Back To My Basics | WWN, WWNN and WWPN

        I've been posting blogs on various features and troubleshooting tips over the past few years. But I think it is time to go back to my basics. Something which I feel as the building block of a good system admin. In this 'Back To My Basics' series, I'll be revisiting some of the system basics.

You may be an administrator in VMware, Windows, Linux or even network. Do you think that you always get to hear something only from your area of expertise ? definitely not...The basics should be strong enough for you to understand technologies in the course of design or engineering discussions.


We all know about MAC address, it doesn't need any special introduction. MAC is an unique identifier of a Network Adapter. Network is one of the communication channel of the server. For attaching storage, we may use the same network if the storage is iSCSI based. If the traffic uses FC, we may need something called as an HBA (Host Bus Adapter) card in our server. HBA card is similar to a NIC, but only understands FC protocol.
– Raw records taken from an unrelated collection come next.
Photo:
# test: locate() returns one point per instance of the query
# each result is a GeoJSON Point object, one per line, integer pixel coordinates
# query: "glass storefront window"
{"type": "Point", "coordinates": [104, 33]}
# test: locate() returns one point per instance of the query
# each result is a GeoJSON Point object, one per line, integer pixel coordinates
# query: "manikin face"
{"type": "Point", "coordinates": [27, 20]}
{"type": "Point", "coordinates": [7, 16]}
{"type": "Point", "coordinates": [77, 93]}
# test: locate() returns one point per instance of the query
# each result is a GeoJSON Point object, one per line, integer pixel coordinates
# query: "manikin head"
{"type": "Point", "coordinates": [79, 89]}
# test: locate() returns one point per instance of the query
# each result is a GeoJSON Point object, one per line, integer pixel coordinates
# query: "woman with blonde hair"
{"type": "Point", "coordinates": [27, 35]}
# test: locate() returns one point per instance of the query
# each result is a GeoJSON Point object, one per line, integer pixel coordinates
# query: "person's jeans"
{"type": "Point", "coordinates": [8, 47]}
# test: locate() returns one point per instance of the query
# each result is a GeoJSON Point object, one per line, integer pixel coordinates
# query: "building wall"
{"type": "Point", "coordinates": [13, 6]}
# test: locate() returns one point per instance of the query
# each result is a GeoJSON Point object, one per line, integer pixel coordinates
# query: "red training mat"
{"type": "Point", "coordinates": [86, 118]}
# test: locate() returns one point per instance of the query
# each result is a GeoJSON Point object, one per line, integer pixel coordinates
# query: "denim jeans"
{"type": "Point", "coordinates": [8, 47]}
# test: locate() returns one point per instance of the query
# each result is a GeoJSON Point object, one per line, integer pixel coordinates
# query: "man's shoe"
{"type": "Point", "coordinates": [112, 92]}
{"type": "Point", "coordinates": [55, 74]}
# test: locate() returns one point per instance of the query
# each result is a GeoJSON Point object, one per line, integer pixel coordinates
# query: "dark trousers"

WWN (World Wide Name) is a generic term which refers to a unique identifier of a FC device. FC device can be a HBA card or a SAN switch. If you are wondering what is a SAN switch, it is similar to an ethernet Switch, but connects FC devices as end nodes.

WWN are of two types:

World Wide Node Name - WWNN
World Wide Port Name   - WWPN

There will be only one WWNN for an FC device but there can be multiple WWPN !!! The number of WWPN depends on the number of ports in the FC device. If there are 'n' number of ports there will be 'n' WWPN for the device.

For eg: in a dual port HBA card, there will be 1 WWNN and 2 WWPN. For a fabric switch with 48 ports there will be 1 WWNN and 48 WWPN.